In a preferred embodiment of the invention the switch means is a
reed switch controlled by an electromagnetic coil and includes a
permanent magnet biasing the reed switch into closed position. The
flux from the electromagnetic coil is fixed to operate in a
direction opposite to that of the magnetic field provided by the
permanent magnet.
In a second embodiment the switch is an SCR having its gate
positively biased and having the voltage across the gaseous
discharge lamp transformer coupled, rectified and inverted to serve
as a negative control voltage acting in opposition to the positive
bias on the gate. A unidirectional switch is used as the high
voltage sensing device which overrides the negative control
voltage, thereby permitting the biasing voltage to hold an SCR in a
conducting state until after the striking of the arc in the gaseous
discharge lamp has occurred.
BRIEF DESCRIPTION OF THE DRAWINGS
This invention will be more clearly understood by referring to the
drawings wherein similar reference characters denote similar
elements throughout the views, and in which:
FIG. 1 is a graph illustrating the voltage across the gaseous
discharge lamp as a function of time.
FIG. 2 shows the on and off state of the auxiliary lamp device as a
function of time.
FIG. 3 is a schematic diagram illustrating one embodiment of the
emergency lighting system in accordance with the present
invention.
FIG. 4 is a schematic diagram of an emergency lighting system in
accordance with another embodiment of the present invention.
DESCRIPTION OF THE INVENTION
FIG. 1 illustrates a graph of the lamp voltage plotted as a
function of time which will be useful in understanding the present
invention.

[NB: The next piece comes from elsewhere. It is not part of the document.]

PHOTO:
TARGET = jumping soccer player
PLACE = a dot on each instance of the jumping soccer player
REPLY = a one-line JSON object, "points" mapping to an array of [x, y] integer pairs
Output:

It is assumed, by way of example, that the circuit
contains a gaseous discharge lamp with a ballast providing voltage
there-across with a maximum voltage of approximately 250 volts.

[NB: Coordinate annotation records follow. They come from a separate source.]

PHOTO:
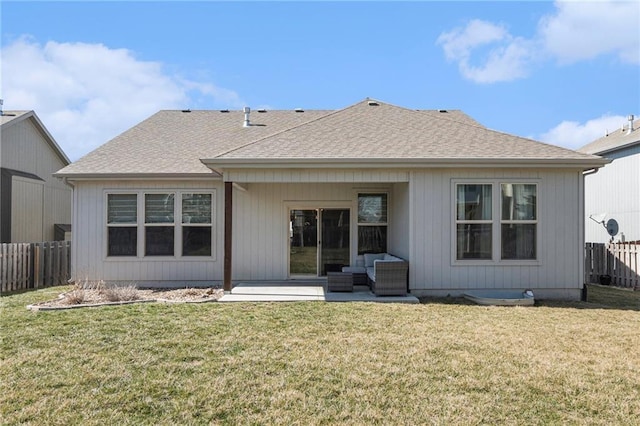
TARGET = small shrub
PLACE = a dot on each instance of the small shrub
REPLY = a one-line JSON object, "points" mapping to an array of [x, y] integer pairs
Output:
{"points": [[116, 293], [75, 296]]}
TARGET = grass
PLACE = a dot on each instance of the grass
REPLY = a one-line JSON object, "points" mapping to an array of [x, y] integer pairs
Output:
{"points": [[322, 363]]}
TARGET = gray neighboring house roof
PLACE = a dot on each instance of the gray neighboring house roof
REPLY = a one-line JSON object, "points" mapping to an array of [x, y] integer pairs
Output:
{"points": [[614, 141], [175, 143], [10, 118]]}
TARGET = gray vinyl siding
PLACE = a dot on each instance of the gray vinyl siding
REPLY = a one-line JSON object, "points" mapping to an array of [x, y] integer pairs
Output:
{"points": [[89, 245], [399, 221], [615, 190], [26, 149], [558, 273], [420, 230]]}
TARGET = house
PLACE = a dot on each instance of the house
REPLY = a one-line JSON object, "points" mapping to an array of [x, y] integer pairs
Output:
{"points": [[196, 197], [33, 204], [611, 194]]}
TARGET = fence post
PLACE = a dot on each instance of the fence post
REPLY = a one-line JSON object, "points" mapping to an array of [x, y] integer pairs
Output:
{"points": [[38, 269], [3, 267]]}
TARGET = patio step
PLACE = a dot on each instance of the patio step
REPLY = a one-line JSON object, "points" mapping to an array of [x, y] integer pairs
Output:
{"points": [[304, 291]]}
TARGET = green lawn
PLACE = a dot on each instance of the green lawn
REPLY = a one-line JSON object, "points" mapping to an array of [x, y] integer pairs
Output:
{"points": [[322, 363]]}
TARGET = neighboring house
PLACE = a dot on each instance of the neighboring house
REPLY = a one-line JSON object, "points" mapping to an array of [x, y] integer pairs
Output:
{"points": [[196, 197], [613, 193], [33, 204]]}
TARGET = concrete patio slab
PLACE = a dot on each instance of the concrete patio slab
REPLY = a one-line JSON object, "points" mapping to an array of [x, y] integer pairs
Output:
{"points": [[295, 291]]}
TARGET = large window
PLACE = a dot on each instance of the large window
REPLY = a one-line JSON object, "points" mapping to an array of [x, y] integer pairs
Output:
{"points": [[473, 221], [372, 223], [519, 221], [159, 224], [483, 234], [178, 223], [196, 224], [122, 225]]}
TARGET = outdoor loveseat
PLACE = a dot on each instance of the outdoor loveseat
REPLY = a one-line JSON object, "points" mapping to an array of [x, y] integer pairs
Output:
{"points": [[387, 274]]}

When the lamp is initially turned on at time T1, the ballast
provides 250 volts to strike an arc in the cold lamp. The ballast
provides its full output voltage at this point which, in turn,
ionizes or breaks down the arc, causing it to strike. As soon as
the arc is struck the voltage across the lamp drops to
approximately 25 volts. As the arc heats up between times T1 and
T2, there is a relatively low light output as the voltage increases
across the lamp to approximately 85-90 volts at the time T2. At
this point there is a minimum acceptable light output from the
lamp. However, the light intensity, as well as the voltage,
continues increasing until time T3 at which time the normal
operating condition for the lamp is reached. At time T3 the voltage
across the lamp is approximately 135 volts with the lamp in a
normal fully on condition.
Assume next that a power interruption occurs at time T4. This
interruption may result from an opening of the power source by
tripping of a circuit breaker due to momentary overloading
conditions, etc. Assume further that the power is turned on again
at T5 following the interruption which occurred at T4. Immediately
the ballast potential rises to 250 volts. The lamp however does not
light because it is still in a hot condition and its hot striking
potential is higher than 250 volts. The unlit lamp therefore begins
to cool and after a certain length of time, until T6, the lamp has
cooled sufficiently for the 250 volts provided from the ballast to
restrike the arc. When this occurs, the operation of the lamp
repeats similarly to that described for a cold start wherein the
time interval from T6 to T7 reflects the warmup time required for
the lamp voltage to rise to approximately 85 volts. During the time
interval from T7 to T8, there is minimal desired or acceptable
light output until the normal operating condition for the lamp is
reached.
As is evident from the graph of FIG. 1, during the time interval
between T1 and T2, although the lamp is struck, there is in fact
insufficient light output from the lamp. Furthermore, following a
power interruption such as that illustrated during the time
interval between T5 to T6, the lamp will remain totally in an off
state without providing any light. Thereafter, again, an
insufficient illumination will be provided by this lamp between
times T6 and T7.
In order to alleviate the problem resulting from the use of gaseous
discharge lamps it would be beneficial and it is within the scope
of this invention to provide an auxiliary lighting system which is
capable of turning on during the time following a power
interruption. As is generally well known in the art, an
incandescent lamp has been typically used for auxiliary systems,
since such lamps can be turned on immediately without any delay. It
is therefore necessary to provide a switch for use in conjunction
with the incandescent lamp in a configuration wherein the switch
operates during the required time periods. Referring now to FIG. 2,
it can be seen that it is necessary that the switch operate in an
"on" state between times T1 and T2 during the warmup time of the
gaseous discharge lamp when there is insufficient light output.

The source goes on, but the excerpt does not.